What makes Steve Yaskin’s approach different is the combination of infrastructure thinking and patient-facing care. Many founders come to healthcare AI from a software background. Yaskin brings experience from the data exchange side of healthcare, where success depends on security, compliance, trust, and real-world workflows.

That experience matters because cancer screening is not a single transaction. It involves patient history, risk factors, clinical guidelines, payer requirements, lab coordination, provider review, and follow-up. If any part of that chain breaks, the patient may not get the care they need.

beHuman is built with that chain in mind. It does not only focus on the patient interface. It focuses on the administrative and operational system that makes preventive care possible. That includes the unglamorous work that often determines whether healthcare delivery succeeds.

Yaskin’s work also reflects a broader founder pattern. He first helped build infrastructure through Health Gorilla. Now he is applying the lessons of that infrastructure to a specific care problem. That shift gives beHuman a strong story, because it connects past achievement with a new mission.

The bigger healthcare shift behind beHuman

beHuman is part of a larger movement in healthcare. The industry is slowly shifting from reactive care toward earlier intervention, prevention, and better use of patient data. This shift is especially important in cancer, where timing can change everything.

Healthcare systems also face pressure to do more with limited staff. Administrative overload is one of the biggest challenges in modern care delivery. Doctors, nurses, and care teams often spend too much time dealing with paperwork, documentation, scheduling, billing, and coordination. AI can help if it is used carefully and responsibly.

That is the opportunity beHuman is pursuing. Instead of using AI only for prediction or diagnosis, the company uses it to support the work around care delivery. That may sound less dramatic, but it can be highly valuable. A better workflow can mean more completed screenings, faster follow-up, and fewer patients lost between steps.

This also connects to health equity. Technology should not only serve patients who already have easy access to care. The strongest healthcare technology should help reach people who are being missed. beHuman’s focus on underserved communities gives its work a sharper purpose.

Steve Yaskin’s success story from Health Gorilla to beHuman

Steve Yaskin’s success story is not only about building companies. It is about following a consistent healthcare problem from one layer to another. With Health Gorilla, he worked on the infrastructure needed to move clinical data across the healthcare system. With beHuman, he is using that experience to support earlier cancer detection through preventive care.

That path gives his work a clear sense of progression. First came the problem of data access. Then came the problem of using data, workflow, and AI to help patients take action sooner. In both cases, the mission is tied to making healthcare work better in the real world.

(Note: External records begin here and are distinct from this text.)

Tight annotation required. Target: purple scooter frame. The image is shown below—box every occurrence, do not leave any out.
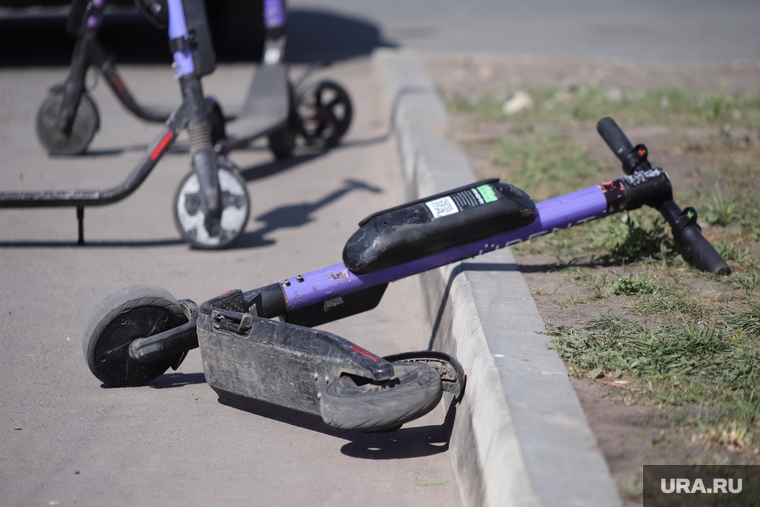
[84,118,730,431]
[279,185,622,311]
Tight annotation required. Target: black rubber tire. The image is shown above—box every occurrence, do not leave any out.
[296,80,354,148]
[319,363,443,432]
[173,157,251,250]
[82,285,187,387]
[35,90,100,156]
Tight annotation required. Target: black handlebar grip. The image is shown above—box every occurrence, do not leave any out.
[596,116,633,171]
[658,200,731,275]
[678,224,731,275]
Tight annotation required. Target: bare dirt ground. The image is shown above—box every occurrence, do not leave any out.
[420,54,760,505]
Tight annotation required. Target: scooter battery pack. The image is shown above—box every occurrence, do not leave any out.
[343,178,537,274]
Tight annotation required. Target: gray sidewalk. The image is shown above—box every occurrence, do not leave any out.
[0,59,461,507]
[374,51,620,507]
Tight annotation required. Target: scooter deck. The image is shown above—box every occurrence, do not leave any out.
[220,63,289,152]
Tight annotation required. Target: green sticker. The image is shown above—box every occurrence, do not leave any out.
[476,185,498,202]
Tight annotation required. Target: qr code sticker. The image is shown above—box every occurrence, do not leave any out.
[425,196,459,218]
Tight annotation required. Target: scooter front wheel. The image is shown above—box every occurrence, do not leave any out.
[82,285,187,387]
[319,363,443,432]
[297,80,353,148]
[174,157,251,250]
[36,90,100,156]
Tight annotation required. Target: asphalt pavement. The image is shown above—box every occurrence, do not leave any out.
[0,60,460,507]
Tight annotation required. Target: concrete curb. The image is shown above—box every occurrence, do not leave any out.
[373,50,621,507]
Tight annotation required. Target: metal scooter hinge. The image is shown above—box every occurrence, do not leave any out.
[211,308,253,334]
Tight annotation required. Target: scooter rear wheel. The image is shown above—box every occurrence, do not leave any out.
[174,157,251,250]
[319,363,443,432]
[36,90,100,156]
[297,81,353,148]
[82,285,187,387]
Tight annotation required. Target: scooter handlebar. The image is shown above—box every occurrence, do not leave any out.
[596,116,731,275]
[679,224,731,275]
[596,116,633,174]
[659,199,731,275]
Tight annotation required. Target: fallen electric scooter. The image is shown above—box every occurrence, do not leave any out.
[83,118,730,431]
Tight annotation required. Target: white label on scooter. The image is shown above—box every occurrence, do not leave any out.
[425,196,459,218]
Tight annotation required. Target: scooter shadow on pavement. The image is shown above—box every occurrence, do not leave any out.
[211,398,456,460]
[231,179,384,249]
[428,262,519,350]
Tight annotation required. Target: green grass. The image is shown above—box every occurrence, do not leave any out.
[448,79,760,449]
[550,312,760,428]
[444,86,760,133]
[494,133,612,199]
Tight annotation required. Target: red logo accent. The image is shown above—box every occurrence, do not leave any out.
[351,344,380,363]
[150,130,174,160]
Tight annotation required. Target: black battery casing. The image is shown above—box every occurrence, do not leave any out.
[343,178,537,274]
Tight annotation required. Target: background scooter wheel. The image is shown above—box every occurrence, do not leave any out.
[319,363,443,432]
[296,81,354,148]
[174,157,251,250]
[82,285,187,387]
[36,90,100,156]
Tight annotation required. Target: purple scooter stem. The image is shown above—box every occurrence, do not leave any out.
[279,185,622,311]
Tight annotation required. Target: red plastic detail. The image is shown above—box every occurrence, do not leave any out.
[351,344,380,363]
[150,130,174,160]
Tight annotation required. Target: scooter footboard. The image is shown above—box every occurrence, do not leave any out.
[197,291,463,431]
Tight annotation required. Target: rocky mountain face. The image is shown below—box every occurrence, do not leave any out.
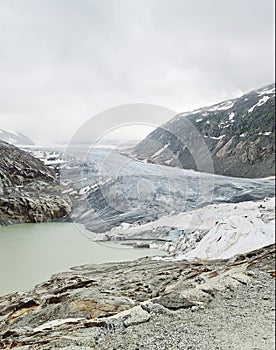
[128,84,275,178]
[0,129,34,146]
[0,141,71,225]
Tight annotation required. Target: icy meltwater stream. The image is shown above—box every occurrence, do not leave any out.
[0,223,165,295]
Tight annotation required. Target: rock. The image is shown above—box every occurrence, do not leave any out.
[0,141,71,225]
[128,84,275,178]
[121,306,150,327]
[154,293,197,310]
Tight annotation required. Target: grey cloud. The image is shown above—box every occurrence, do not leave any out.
[0,0,274,142]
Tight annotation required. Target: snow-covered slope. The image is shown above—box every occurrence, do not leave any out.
[0,129,34,146]
[103,198,275,260]
[128,84,275,177]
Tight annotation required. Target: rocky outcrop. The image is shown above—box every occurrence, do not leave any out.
[0,245,275,350]
[130,84,275,178]
[0,141,71,225]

beHuman is still early, but its direction is clear. It is building around the idea that preventive care should be easier, more proactive, and more accessible. It wants to help people understand their risk, complete the right screening, and avoid being left alone in a complicated system.For Yaskin, that is where healthtech can have real value. Not in adding more complexity, but in removing it. Not in replacing care, but in helping care reach people sooner. That is why beHuman feels like a natural next chapter after Health Gorilla, and why Steve Yaskin is becoming an important name in the conversation around AI-driven early cancer detection.